China’s top quantum physicist Pan Jianwei named Royal Society fellow, days after US sanctions target Chinese sector

Pan, a professor of modern physics and executive vice-president at the University of Science and Technology of China (USTC), has done pioneering work “in multi-article interferometry and quantum experiments in space”, the society’s Fellows Directory says.

It also praises his team for having “closed major loopholes for secure quantum communication associated with imperfect devices, making it a viable technology under realistic conditions”.

Pan also featured on the 2017 “Nature’s 10”, the premier magazine’s annual list of the people who matter most in science. He had “lit a fire” under China’s quantum technology efforts since returning full-time in 2008 after training in Europe, Nature said, labelling Pan as “a physicist who took quantum communication to space and back”.

In 2016, under Pan’s leadership, China launched the world’s first quantum science space satellite, Micius, with a mission to establish a secure communication line between China and Europe, a fact mentioned also in the Royal Society directory.

China’s Micius is the world’s first quantum science satellite. Photo: Chinese Academy of Science
Pan’s team and the company he co-founded, QuantumCtek, also participated in building several quantum networks linking Chinese cities several hundred kilometres apart, such as the Beijing-Shanghai quantum link, with huge government support.

The Royal Society bio also lauded Pan for his achievements in quantum computing technology. “His team demonstrated quantum computational advantage, validating the feasibility of quantum computing systems to outperform classical machines in solving specific problems,” his bio says.

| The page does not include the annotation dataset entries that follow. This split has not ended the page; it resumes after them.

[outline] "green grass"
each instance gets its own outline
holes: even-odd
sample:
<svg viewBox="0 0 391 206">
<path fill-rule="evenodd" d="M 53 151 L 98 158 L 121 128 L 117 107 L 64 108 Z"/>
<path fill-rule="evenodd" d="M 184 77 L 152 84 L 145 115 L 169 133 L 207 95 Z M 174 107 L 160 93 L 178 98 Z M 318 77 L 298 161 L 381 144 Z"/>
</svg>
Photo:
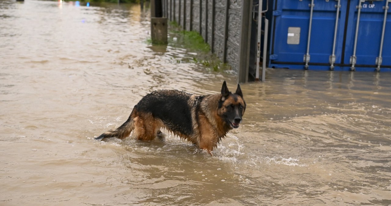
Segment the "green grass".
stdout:
<svg viewBox="0 0 391 206">
<path fill-rule="evenodd" d="M 215 72 L 231 69 L 229 64 L 221 62 L 215 54 L 211 53 L 209 45 L 197 32 L 184 30 L 177 22 L 171 21 L 169 23 L 169 35 L 170 46 L 197 53 L 196 55 L 190 55 L 190 57 L 183 58 L 181 61 L 200 64 Z M 176 41 L 173 40 L 174 37 L 176 38 Z"/>
</svg>

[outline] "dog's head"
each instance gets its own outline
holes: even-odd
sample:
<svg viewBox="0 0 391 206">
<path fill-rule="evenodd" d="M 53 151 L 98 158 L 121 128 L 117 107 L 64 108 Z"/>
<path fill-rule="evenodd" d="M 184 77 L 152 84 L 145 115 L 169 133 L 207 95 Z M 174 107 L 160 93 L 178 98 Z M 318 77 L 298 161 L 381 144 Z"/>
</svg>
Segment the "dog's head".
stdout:
<svg viewBox="0 0 391 206">
<path fill-rule="evenodd" d="M 225 81 L 221 87 L 221 97 L 219 103 L 217 114 L 231 128 L 237 128 L 242 122 L 242 117 L 246 110 L 240 86 L 238 84 L 236 91 L 231 93 L 228 90 Z"/>
</svg>

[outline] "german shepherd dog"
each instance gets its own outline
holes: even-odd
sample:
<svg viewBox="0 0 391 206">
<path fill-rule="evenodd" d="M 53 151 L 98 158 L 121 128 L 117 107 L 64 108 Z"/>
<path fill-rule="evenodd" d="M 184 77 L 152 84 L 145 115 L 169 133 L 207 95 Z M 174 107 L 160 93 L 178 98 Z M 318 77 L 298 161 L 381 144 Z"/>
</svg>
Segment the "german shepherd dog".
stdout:
<svg viewBox="0 0 391 206">
<path fill-rule="evenodd" d="M 122 125 L 95 139 L 123 139 L 134 131 L 137 140 L 150 141 L 158 137 L 164 141 L 163 128 L 212 155 L 227 133 L 239 127 L 246 106 L 240 85 L 233 94 L 225 81 L 220 94 L 203 96 L 177 90 L 157 91 L 143 97 Z"/>
</svg>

The breakthroughs made by Pan’s USTC team are often reported by top academic journals.

In October last year, they unveiled the Jiuzhang 3, a prototype quantum computer that was the first to manipulate 255 photons. It is capable of performing specific computations billions of times faster than the world’s fastest supercomputers, according to their paper published in Physical Review Letters.
And earlier this month, Pan and his team announced the development of an artificial quantum system with groundbreaking implications for physics, and which could pave the way for fault-tolerant quantum computing, they said in a paper published in the journal Science.

Pan is also an academician of the Chinese Academy of Sciences (CAS), China’s premier research institute, and is director of the CAS Centre for Excellence in Quantum Information and Quantum Physics in Anhui province, where he is based with the USTC.

The Royal Society honour for Pan comes barely a week after the US Commerce Department’s updated export control list named 22 of China’s leading players in quantum research and industry among the 37 Chinese “entities” targeted.
Physicists in China described the May 9 “Entities List” move as “unprecedented”, as it targeted almost “all of China’s core strength” in quantum information research, including the USTC.

The USTC is not only home to leading quantum physicists such as Pan, but also an innovation hub that has spawned many start-ups, thanks to steady scientific breakthroughs, a competitive talent pool and generous local government support.

The Royal Society, formally the Royal Society of London for Improving Natural Knowledge, was founded in 1660 and is the world’s oldest continuous scientific academy.

In 2022, George Gao Fu, then head of the Chinese Centre for Disease Control and Prevention, a leading scientist in the field of virology and immunology, was elected by the society for his contribution to the fight against the Covid-19 pandemic.